The scaled dove (Columbina squammata), also known as scaly dove, Ridgway's dove, mottled dove, and South American zebra dove, is found in Brazil, Bolivia, Argentina, Colombia, French Guiana, Paraguay, Trinidad and Tobago,Venezuela and Uruguay.

Its natural habitats are subtropical or tropical dry shrubland, subtropical or tropical moist shrubland, subtropical or tropical seasonally wet or flooded lowland grassland, and heavily degraded former forest.

== Description ==
It measures between 18 and 22 centimeters in length and weighs between 48 and 60 grams. The species has grayish-brown upper parts and a pinkish-gray face and chest. The throat is white and the distal wing coverts are also white and form a visible white spot on the wings when they are closed. The tail is dark with the tips of the rectrices being white, forming a white band on the side of the tail, noticeable when the bird is in flight. The species has dark eyes, pink legs and gray beak. It has a "scaly" appearance caused by the dark edges of the feathers. The most striking feature of this species is the scaling pattern of the plumage, which provides it with efficient camouflage. When in flight you can see a white stripe at the base of the wing. Its primaries are brown in color.

== Taxonomy ==
The etymology of the scientific names comes from Latin, with the genus Columbina meaning "dove-like" from the Latin columba (meaning "dove") and with the specific epithet squammata meaning "scaled" from the Latin squamatus (also meaning "scaled), in reference to the bird's plumage.

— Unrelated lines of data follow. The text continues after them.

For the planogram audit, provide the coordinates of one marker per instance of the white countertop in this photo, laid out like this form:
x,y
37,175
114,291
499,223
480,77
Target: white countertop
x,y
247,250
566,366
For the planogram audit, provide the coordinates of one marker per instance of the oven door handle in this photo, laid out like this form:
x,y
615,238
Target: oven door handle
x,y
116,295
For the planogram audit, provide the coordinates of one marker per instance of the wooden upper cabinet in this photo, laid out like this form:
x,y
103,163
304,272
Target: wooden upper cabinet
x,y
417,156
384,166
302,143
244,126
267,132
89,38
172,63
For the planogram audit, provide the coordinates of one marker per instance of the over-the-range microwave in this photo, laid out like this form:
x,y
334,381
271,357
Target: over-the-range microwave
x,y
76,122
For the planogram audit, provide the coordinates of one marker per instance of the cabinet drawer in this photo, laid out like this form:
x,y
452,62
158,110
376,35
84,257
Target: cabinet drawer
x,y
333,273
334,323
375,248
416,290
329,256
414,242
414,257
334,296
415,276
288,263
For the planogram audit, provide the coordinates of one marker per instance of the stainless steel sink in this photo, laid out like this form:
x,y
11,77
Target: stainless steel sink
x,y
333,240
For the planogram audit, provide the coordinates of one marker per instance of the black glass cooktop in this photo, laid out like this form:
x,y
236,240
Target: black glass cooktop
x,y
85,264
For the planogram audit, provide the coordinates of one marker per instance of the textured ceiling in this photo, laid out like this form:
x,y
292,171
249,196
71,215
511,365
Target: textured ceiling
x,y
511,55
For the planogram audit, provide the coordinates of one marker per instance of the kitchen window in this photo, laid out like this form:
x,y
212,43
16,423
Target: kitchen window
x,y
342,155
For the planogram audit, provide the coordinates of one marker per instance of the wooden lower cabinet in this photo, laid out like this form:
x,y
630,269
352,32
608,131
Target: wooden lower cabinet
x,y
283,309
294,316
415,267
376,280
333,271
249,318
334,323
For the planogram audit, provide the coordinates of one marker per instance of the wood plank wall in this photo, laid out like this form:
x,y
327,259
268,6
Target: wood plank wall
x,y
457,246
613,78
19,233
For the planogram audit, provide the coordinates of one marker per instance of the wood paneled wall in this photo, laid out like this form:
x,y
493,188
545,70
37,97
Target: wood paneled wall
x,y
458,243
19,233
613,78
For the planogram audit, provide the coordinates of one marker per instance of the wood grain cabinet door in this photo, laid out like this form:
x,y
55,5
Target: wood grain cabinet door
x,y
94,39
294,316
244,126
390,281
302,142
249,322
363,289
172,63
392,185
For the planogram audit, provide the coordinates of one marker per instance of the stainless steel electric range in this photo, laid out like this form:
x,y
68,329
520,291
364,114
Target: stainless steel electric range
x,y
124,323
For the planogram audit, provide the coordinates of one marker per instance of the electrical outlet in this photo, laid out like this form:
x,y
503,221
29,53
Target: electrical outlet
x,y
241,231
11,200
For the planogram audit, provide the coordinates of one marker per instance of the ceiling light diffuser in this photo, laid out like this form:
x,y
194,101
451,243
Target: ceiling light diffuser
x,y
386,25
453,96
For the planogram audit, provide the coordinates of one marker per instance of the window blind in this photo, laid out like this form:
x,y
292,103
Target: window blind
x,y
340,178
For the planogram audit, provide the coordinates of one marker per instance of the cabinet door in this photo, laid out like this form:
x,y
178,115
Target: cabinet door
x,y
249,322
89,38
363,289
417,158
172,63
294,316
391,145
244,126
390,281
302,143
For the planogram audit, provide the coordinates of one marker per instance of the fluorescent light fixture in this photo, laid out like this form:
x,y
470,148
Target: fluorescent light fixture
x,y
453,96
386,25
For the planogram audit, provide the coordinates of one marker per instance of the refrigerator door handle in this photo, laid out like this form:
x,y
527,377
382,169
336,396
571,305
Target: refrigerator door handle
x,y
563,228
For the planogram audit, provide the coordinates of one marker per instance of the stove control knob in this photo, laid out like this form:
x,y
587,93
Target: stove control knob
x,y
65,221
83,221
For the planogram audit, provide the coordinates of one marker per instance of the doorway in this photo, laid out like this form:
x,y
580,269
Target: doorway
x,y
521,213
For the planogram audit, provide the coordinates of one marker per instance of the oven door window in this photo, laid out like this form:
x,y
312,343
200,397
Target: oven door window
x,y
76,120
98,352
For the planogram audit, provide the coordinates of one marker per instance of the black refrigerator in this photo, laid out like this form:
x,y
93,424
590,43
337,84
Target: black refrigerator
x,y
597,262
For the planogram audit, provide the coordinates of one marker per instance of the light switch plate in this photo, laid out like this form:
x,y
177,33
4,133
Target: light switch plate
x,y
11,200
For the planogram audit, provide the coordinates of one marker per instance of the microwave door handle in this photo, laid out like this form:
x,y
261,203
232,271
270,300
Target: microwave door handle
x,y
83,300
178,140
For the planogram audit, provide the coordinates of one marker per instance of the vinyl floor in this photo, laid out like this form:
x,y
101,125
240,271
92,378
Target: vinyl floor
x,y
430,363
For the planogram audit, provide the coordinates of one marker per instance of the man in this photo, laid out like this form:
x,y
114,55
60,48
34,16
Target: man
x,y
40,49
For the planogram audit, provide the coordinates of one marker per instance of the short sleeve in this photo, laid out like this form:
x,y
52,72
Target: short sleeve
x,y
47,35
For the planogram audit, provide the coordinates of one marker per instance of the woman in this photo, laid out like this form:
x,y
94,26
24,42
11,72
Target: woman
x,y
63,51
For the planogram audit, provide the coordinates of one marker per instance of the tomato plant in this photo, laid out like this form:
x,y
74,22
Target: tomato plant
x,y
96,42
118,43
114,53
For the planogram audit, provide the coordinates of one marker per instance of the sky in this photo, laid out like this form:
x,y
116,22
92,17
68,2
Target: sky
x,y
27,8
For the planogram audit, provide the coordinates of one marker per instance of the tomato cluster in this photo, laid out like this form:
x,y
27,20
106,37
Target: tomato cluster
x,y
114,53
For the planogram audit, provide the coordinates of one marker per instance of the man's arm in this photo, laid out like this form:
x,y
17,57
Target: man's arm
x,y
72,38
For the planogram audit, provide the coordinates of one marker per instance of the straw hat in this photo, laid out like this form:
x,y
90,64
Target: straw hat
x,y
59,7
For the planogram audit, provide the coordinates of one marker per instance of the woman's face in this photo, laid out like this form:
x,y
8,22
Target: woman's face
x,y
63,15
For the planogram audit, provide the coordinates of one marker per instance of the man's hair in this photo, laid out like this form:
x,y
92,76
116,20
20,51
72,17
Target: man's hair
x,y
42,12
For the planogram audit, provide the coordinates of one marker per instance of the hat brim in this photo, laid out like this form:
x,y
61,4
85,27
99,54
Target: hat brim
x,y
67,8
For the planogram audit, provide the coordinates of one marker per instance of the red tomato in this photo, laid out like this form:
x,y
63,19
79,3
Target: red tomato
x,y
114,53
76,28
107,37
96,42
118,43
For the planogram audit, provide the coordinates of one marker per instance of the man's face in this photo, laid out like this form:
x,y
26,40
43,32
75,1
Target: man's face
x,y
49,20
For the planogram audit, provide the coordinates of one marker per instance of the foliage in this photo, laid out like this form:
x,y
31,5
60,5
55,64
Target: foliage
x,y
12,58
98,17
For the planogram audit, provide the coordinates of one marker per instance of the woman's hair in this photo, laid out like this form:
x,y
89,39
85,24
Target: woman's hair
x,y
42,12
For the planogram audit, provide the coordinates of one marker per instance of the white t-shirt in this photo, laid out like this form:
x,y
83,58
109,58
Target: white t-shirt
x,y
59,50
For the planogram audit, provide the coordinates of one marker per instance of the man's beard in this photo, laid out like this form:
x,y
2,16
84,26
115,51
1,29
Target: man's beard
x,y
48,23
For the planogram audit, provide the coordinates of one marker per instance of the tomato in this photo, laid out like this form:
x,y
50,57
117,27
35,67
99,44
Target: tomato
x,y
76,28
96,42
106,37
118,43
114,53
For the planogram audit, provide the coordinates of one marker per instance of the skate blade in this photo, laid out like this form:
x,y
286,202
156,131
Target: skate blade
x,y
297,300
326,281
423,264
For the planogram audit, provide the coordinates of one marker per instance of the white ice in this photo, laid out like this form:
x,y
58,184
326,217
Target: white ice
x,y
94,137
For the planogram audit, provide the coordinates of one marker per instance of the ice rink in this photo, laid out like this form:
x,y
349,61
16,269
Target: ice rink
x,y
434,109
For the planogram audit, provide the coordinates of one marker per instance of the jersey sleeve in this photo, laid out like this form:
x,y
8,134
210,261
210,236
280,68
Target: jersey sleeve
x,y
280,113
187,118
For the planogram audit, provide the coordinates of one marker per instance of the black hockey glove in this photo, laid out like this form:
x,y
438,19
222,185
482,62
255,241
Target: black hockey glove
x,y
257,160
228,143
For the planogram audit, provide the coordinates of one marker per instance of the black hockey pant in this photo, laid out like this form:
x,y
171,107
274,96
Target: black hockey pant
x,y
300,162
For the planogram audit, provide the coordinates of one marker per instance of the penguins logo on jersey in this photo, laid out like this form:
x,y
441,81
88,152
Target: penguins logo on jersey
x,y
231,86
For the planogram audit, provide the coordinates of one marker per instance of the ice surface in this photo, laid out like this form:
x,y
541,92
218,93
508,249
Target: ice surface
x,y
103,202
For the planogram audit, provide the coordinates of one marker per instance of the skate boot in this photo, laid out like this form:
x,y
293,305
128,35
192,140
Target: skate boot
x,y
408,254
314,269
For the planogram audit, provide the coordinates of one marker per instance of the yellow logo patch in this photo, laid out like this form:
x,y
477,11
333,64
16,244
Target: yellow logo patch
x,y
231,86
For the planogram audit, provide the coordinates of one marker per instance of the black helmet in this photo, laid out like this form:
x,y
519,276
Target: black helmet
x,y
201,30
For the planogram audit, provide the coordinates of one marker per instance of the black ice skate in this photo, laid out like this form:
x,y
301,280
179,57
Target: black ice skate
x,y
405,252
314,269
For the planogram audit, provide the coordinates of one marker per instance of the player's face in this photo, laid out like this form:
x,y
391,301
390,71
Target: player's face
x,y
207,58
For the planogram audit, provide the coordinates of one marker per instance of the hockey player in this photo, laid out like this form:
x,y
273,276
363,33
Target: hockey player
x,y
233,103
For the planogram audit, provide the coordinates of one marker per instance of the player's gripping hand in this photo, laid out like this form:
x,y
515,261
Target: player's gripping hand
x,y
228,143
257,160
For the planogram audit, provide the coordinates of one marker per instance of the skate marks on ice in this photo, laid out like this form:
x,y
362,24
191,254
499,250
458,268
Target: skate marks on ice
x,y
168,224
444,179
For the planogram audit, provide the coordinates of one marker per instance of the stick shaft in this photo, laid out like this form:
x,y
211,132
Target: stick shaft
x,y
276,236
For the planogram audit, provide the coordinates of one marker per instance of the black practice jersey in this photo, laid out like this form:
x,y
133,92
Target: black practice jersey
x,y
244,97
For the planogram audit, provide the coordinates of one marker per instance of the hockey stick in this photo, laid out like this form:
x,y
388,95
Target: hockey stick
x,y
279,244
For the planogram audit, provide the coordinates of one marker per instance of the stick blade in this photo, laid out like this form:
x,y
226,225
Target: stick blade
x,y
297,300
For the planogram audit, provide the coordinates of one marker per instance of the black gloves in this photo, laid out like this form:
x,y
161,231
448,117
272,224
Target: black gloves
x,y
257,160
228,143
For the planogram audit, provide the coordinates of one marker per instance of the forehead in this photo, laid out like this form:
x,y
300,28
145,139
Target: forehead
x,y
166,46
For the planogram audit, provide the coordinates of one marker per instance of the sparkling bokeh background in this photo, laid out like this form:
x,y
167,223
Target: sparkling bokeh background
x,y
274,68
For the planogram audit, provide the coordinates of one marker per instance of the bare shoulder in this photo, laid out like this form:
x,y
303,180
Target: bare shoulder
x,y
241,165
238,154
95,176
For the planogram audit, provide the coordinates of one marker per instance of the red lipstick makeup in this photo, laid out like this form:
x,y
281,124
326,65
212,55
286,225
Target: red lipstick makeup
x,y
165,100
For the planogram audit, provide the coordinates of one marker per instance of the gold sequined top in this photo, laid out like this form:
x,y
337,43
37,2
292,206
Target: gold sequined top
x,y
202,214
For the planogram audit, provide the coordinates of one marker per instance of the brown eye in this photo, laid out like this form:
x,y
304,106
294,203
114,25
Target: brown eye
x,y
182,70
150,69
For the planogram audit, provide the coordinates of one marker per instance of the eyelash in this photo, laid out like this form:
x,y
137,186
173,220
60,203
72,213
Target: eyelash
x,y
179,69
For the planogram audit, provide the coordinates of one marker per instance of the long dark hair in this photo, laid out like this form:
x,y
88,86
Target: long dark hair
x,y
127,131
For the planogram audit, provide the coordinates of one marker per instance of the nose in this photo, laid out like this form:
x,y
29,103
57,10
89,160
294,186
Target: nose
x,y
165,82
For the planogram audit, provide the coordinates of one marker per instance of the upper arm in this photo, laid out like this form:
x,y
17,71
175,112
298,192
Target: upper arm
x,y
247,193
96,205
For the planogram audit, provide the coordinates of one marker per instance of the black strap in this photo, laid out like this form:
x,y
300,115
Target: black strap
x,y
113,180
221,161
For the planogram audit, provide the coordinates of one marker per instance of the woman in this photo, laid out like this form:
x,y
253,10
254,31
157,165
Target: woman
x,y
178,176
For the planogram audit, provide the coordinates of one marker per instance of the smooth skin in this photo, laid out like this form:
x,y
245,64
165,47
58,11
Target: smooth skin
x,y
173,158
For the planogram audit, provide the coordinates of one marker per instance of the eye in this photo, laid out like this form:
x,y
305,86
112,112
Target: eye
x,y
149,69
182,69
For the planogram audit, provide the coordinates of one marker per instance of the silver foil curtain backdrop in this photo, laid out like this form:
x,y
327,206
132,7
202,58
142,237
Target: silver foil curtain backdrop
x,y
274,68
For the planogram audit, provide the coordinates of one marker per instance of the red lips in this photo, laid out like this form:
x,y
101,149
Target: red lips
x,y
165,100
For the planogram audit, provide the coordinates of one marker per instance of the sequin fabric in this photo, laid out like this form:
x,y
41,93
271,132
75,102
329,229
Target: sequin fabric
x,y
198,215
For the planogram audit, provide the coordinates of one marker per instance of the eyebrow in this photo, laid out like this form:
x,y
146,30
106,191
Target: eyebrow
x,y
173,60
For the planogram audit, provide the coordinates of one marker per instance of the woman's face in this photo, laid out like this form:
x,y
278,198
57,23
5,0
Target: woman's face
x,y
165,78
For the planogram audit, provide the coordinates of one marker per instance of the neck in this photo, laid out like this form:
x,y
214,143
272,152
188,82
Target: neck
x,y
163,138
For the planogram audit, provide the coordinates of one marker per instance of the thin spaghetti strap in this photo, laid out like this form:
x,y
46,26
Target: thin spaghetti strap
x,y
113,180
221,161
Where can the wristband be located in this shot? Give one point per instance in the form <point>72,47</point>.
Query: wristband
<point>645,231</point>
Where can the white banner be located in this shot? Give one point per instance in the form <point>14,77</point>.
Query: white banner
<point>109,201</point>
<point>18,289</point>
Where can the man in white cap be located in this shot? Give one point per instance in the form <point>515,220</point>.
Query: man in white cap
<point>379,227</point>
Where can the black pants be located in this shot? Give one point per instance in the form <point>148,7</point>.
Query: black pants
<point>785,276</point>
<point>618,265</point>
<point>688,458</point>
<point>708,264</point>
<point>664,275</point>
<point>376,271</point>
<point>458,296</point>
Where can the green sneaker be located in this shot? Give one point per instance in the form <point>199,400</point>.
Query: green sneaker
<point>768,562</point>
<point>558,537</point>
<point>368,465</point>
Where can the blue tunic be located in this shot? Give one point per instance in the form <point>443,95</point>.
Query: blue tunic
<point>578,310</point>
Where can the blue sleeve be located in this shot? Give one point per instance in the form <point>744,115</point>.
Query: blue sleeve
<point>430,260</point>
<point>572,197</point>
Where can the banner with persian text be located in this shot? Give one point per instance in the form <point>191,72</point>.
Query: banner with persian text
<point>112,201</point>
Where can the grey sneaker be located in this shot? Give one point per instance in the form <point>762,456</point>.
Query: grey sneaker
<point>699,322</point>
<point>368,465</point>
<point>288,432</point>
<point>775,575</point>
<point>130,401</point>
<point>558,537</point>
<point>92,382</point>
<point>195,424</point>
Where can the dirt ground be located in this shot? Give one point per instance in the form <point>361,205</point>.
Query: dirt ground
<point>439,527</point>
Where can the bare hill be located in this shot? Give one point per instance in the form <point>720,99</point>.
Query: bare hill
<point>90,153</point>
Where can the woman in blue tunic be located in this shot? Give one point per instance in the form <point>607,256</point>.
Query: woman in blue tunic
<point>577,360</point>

In Brazilian Portuguese, this species has a variety of popular names, including: rolinha-carijó, Fogo-pagô (onomatopoeic), rol-pedrês, rolinha-cascavel, felix-cafofo (Paraíba), paruru and galinha-de-deus. In the Brazilian states of Rio Grande do Norte, Paraíba, and Pernambuco, this species is sometimes referred to as rolinha-cascavel, meaning "rattlesnake" due to the plumage pattern resembling the snake's scales and the sound that the bird makes when flying, which resembles the sound of the rattle of the local species of rattlesnake (Crotalus durissus).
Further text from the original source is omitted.